O Cadastro Único para Programas Sociais (CadÚnico) registrou uma transformação significativa no perfil de renda das famílias brasileiras nos últimos dois anos. Dados recentes indicam que cerca de 14 milhões de pessoas deixaram a linha da pobreza apenas com a melhora da renda do trabalho, sem considerar o impacto direto do Bolsa Família.

Em março de 2023, o país contabilizava 26 milhões de famílias em situação de pobreza. Em agosto de 2025, esse número caiu para 19,5 milhões — uma redução de 25%. A faixa de baixa renda (até meio salário mínimo por pessoa) também encolheu 20%, enquanto a proporção de famílias com renda acima desse patamar cresceu 67%.

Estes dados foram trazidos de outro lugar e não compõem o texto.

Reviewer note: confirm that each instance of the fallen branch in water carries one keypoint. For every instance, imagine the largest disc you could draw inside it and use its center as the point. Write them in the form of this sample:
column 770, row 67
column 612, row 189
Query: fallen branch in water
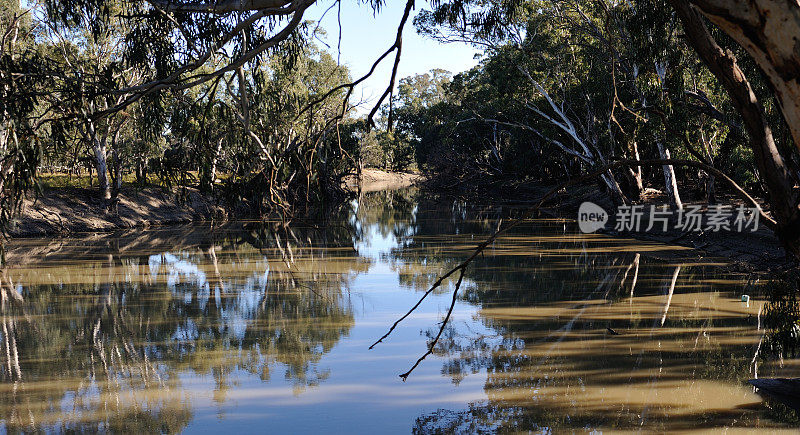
column 530, row 213
column 432, row 345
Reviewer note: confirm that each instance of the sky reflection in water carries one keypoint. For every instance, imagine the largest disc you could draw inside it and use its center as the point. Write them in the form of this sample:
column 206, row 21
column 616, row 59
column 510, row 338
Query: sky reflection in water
column 250, row 327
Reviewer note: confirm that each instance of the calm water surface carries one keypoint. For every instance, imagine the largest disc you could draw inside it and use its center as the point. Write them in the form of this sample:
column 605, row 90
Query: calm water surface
column 253, row 327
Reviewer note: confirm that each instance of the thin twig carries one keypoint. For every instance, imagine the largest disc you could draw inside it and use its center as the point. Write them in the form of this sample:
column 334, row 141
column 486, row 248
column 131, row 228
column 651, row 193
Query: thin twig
column 547, row 196
column 432, row 345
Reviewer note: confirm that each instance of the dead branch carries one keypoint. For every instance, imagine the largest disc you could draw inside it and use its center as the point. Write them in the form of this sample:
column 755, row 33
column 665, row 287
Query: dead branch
column 598, row 171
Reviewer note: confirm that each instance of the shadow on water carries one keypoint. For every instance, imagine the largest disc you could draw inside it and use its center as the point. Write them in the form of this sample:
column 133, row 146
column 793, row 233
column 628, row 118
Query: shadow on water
column 566, row 331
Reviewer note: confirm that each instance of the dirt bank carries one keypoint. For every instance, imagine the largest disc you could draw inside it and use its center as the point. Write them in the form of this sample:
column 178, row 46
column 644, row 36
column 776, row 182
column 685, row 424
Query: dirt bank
column 373, row 180
column 68, row 210
column 73, row 210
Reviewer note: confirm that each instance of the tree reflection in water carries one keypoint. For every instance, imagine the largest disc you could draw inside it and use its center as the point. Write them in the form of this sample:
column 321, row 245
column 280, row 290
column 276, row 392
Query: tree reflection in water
column 589, row 333
column 99, row 345
column 570, row 331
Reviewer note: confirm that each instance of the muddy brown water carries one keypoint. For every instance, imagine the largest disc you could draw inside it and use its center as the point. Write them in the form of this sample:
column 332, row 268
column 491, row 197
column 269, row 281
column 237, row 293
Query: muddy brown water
column 246, row 327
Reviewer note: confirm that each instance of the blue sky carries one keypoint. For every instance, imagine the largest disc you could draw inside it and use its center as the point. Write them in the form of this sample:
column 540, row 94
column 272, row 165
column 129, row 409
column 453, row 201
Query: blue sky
column 365, row 37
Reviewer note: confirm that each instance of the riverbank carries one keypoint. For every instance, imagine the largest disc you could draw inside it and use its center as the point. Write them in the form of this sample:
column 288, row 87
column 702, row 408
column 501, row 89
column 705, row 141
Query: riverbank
column 758, row 251
column 69, row 210
column 374, row 180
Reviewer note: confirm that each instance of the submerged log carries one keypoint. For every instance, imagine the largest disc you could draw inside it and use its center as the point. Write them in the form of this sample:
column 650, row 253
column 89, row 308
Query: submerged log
column 784, row 390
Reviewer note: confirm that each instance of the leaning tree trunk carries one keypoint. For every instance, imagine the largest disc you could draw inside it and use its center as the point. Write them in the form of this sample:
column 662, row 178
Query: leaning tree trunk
column 100, row 156
column 771, row 165
column 769, row 31
column 669, row 179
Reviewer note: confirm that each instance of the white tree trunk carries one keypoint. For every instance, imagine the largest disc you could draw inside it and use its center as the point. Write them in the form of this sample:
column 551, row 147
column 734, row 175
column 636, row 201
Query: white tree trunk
column 669, row 179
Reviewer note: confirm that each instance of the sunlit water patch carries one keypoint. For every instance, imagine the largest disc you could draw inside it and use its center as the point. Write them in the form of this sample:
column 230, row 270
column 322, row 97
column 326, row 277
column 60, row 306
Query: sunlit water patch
column 262, row 327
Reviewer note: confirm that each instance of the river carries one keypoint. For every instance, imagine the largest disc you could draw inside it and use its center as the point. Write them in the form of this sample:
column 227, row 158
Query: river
column 253, row 327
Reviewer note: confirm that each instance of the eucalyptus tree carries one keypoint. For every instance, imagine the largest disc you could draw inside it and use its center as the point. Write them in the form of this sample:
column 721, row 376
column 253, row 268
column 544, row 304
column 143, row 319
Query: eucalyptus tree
column 642, row 31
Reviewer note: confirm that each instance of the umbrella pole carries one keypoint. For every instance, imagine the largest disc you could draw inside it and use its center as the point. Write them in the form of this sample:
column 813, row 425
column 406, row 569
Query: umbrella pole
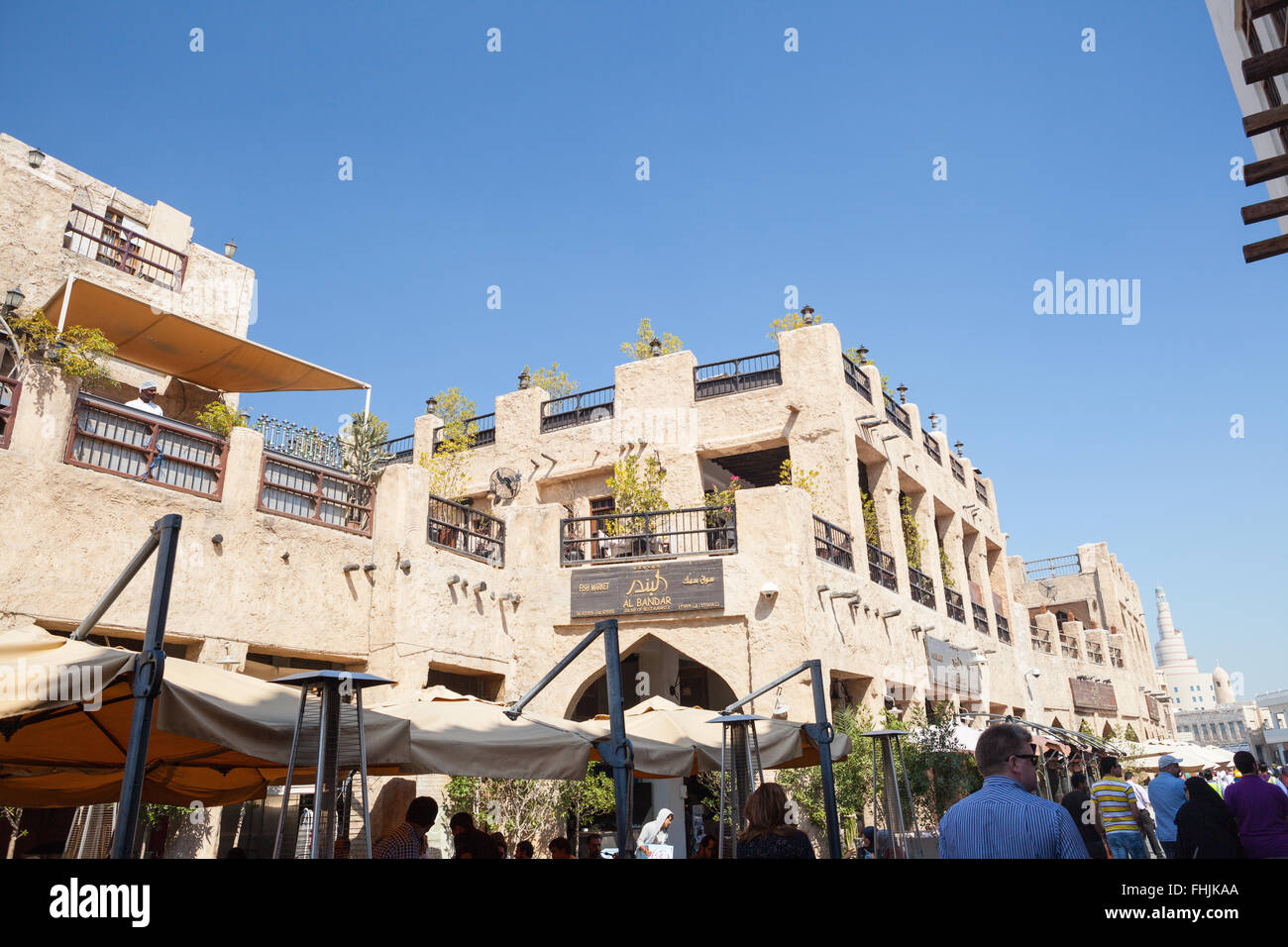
column 146, row 681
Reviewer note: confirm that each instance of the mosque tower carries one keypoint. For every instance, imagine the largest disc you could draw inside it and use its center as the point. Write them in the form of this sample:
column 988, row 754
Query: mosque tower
column 1172, row 656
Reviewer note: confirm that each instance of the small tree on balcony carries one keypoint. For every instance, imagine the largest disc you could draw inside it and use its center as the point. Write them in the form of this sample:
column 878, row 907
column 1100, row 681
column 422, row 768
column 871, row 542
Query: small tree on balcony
column 642, row 348
column 635, row 488
column 449, row 462
column 553, row 380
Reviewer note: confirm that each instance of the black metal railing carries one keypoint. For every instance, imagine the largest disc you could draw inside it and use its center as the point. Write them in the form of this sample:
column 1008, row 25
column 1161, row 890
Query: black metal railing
column 980, row 615
column 9, row 390
column 855, row 377
column 737, row 375
column 980, row 491
column 467, row 531
column 481, row 429
column 583, row 407
column 897, row 414
column 956, row 605
column 398, row 450
column 833, row 544
column 958, row 472
column 881, row 567
column 1051, row 567
column 931, row 446
column 922, row 587
column 657, row 535
column 110, row 241
column 300, row 442
column 128, row 442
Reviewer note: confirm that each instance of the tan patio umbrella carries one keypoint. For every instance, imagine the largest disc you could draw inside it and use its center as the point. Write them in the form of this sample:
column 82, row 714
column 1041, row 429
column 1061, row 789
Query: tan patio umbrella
column 784, row 744
column 459, row 735
column 217, row 737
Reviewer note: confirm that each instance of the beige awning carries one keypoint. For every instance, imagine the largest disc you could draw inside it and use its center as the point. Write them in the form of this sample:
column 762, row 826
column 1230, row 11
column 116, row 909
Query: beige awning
column 172, row 344
column 217, row 737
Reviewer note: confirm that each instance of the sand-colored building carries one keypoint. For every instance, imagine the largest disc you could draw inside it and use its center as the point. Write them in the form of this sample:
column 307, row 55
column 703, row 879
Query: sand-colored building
column 287, row 562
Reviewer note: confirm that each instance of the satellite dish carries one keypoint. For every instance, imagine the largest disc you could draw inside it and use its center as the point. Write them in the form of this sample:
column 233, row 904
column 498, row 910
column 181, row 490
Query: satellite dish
column 503, row 483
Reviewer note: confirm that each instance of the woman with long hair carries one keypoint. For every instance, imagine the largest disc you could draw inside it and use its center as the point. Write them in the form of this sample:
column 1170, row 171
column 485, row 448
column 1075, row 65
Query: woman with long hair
column 768, row 834
column 1205, row 825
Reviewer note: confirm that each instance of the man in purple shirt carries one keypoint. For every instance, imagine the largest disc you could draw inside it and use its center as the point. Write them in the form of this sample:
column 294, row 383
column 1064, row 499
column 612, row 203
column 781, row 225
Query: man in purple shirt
column 1260, row 810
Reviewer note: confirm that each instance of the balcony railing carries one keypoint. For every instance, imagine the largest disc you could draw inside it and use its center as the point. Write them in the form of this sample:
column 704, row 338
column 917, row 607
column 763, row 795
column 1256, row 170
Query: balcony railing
column 931, row 446
column 107, row 241
column 958, row 472
column 117, row 440
column 737, row 375
column 881, row 567
column 481, row 428
column 922, row 587
column 1051, row 567
column 9, row 392
column 855, row 377
column 300, row 489
column 897, row 414
column 833, row 544
column 467, row 531
column 584, row 407
column 300, row 442
column 660, row 535
column 398, row 450
column 956, row 605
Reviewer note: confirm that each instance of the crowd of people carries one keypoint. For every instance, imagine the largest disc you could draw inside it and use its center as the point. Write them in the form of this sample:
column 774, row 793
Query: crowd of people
column 1115, row 817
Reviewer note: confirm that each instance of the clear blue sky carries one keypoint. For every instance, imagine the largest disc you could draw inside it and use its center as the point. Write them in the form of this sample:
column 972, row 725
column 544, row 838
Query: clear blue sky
column 768, row 167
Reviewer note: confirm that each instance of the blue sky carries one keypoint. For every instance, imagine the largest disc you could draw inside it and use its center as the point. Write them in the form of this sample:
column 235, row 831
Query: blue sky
column 767, row 169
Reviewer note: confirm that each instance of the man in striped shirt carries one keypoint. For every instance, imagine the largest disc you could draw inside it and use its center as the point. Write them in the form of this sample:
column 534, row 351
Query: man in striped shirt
column 1005, row 819
column 1117, row 814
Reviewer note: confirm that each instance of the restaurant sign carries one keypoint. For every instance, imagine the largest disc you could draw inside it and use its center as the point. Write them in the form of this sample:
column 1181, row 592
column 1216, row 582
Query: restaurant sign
column 952, row 671
column 648, row 587
column 1091, row 694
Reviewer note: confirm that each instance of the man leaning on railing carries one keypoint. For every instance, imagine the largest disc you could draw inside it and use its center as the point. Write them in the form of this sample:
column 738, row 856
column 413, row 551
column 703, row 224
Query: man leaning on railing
column 147, row 399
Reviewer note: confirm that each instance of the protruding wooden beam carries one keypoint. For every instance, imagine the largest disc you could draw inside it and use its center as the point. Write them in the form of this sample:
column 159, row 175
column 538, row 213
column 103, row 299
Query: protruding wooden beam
column 1266, row 210
column 1265, row 121
column 1263, row 249
column 1261, row 171
column 1260, row 8
column 1266, row 65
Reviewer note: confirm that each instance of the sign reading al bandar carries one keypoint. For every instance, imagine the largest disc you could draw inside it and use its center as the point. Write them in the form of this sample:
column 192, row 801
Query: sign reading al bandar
column 648, row 587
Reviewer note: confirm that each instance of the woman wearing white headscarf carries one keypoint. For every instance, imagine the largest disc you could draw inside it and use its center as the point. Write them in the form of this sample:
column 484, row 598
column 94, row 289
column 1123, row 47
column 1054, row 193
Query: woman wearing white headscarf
column 655, row 832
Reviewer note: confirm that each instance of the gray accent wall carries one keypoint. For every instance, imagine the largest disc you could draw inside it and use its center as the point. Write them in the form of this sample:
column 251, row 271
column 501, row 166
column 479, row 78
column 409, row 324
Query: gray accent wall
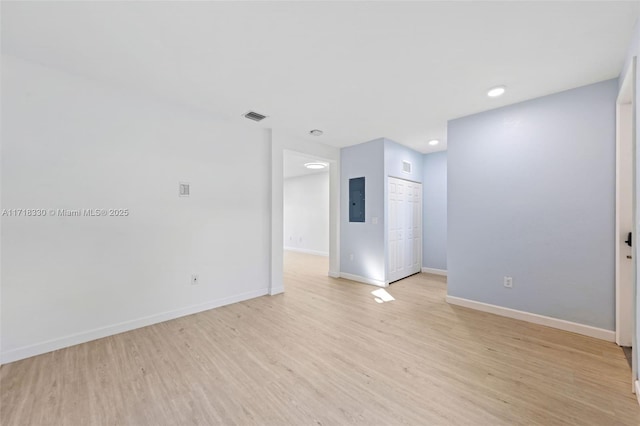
column 531, row 194
column 434, row 211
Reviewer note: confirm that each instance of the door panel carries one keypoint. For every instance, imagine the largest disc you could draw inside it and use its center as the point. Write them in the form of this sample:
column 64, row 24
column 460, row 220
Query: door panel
column 404, row 235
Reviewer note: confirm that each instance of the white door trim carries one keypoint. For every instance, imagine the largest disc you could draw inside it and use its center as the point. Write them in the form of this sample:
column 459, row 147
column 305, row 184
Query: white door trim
column 625, row 176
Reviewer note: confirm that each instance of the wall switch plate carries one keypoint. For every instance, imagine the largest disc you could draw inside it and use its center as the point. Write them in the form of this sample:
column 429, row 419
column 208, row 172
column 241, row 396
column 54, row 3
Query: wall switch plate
column 184, row 189
column 508, row 282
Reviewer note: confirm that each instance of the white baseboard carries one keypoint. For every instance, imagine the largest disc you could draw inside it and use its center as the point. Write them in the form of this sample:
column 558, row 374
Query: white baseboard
column 110, row 330
column 308, row 251
column 574, row 327
column 435, row 271
column 364, row 280
column 276, row 290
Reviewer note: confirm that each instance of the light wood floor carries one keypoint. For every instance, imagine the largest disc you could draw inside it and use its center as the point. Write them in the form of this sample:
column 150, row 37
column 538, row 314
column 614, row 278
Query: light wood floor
column 325, row 353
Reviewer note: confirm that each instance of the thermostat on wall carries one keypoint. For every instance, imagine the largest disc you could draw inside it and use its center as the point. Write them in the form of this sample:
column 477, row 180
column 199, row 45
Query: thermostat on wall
column 184, row 189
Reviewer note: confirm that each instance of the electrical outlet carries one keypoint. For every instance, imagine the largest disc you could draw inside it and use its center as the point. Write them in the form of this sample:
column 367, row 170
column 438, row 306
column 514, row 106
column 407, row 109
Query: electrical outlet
column 508, row 282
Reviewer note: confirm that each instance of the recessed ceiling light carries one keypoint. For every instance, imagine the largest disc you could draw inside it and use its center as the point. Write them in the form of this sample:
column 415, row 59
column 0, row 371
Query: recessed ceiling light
column 315, row 166
column 494, row 92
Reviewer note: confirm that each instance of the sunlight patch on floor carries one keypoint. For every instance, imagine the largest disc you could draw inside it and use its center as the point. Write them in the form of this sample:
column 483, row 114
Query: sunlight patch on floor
column 382, row 296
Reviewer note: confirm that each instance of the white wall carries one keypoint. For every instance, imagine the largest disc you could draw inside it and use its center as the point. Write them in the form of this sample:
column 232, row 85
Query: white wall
column 366, row 241
column 306, row 214
column 281, row 141
column 633, row 53
column 362, row 245
column 434, row 212
column 73, row 143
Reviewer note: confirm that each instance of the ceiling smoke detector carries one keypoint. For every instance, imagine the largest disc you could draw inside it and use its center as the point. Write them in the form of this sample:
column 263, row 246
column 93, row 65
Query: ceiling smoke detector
column 252, row 115
column 494, row 92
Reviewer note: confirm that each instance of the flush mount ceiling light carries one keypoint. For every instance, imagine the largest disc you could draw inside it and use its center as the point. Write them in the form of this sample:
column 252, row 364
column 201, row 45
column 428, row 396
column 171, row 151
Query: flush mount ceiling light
column 315, row 165
column 494, row 92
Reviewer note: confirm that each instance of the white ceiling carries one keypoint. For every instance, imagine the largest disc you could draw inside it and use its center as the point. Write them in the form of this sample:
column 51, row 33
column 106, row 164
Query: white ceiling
column 356, row 70
column 294, row 164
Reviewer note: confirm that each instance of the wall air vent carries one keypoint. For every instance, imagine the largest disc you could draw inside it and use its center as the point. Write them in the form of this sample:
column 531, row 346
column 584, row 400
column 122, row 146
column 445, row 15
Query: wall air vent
column 252, row 115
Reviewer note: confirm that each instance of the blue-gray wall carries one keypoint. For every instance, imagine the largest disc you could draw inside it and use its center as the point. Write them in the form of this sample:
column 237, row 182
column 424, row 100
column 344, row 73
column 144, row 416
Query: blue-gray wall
column 395, row 154
column 434, row 211
column 364, row 240
column 531, row 194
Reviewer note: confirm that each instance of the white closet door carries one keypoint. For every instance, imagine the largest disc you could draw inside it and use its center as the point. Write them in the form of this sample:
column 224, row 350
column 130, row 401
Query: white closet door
column 404, row 236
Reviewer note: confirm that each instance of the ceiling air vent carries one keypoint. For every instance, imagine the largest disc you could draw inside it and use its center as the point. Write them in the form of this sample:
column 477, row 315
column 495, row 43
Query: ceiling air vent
column 252, row 115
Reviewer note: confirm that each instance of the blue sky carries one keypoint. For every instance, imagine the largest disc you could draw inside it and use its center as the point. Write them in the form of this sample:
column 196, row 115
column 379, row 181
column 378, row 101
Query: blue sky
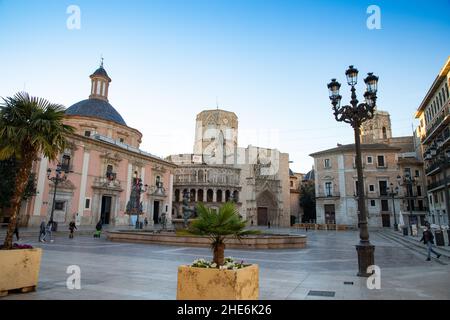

Renda em alta e desigualdade em queda

A melhora foi mais intensa entre os mais pobres. Os 50% com menor rendimento tiveram aumento real de 19% já descontada a inflação. Entre os 10% mais ricos, o crescimento foi de 11,6%. Essa diferença contribuiu para reduzir a desigualdade, impulsionada pelo recuo do desemprego e pelo avanço da escolaridade.

Bolsa Família em transição

O Bolsa Família passou por mudanças recentes. Após alcançar R$ 166,9 bilhões em 2023, o orçamento do programa deve encerrar 2025 em R$ 159,5 bilhões.

A regra de proteção, que mantém metade do benefício por um ano quando a renda ultrapassa o limite de R$ 218 per capita, evitou perdas bruscas. Mesmo assim, o número de famílias nessa condição caiu de 3 milhões no início de 2025 para 576 mil em agosto.

Trabalho formal como motor

O mercado de trabalho tem sido decisivo nessa transição. No primeiro semestre de 2025, 58% das novas vagas formais foram ocupadas por beneficiários do Bolsa Família, segundo o Caged. A taxa de desemprego caiu para 5,8%, o menor nível da série histórica do IBGE.

Cadastro atualizado

A integração de dados previdenciários e de renda formal ao CadÚnico também ajudou. Em sete ações de cruzamento de informações, o governo revisou o cadastro de 33 milhões de pessoas. Em algumas etapas, até 15% das famílias inicialmente classificadas como pobres migraram para faixas de maior renda.

Além disso, o limite de renda máxima para o Bolsa Família foi ajustado: de R$ 759 (meio salário mínimo em 2025) para R$ 706.

Perspectiva social

Para o Ministério do Desenvolvimento e Assistência Social (MDS), os dados desmontam o preconceito de que os beneficiários evitam o trabalho. Segundo a pasta, o Bolsa Família e o CadÚnico funcionam como instrumentos temporários de apoio até que as famílias alcancem autonomia financeira.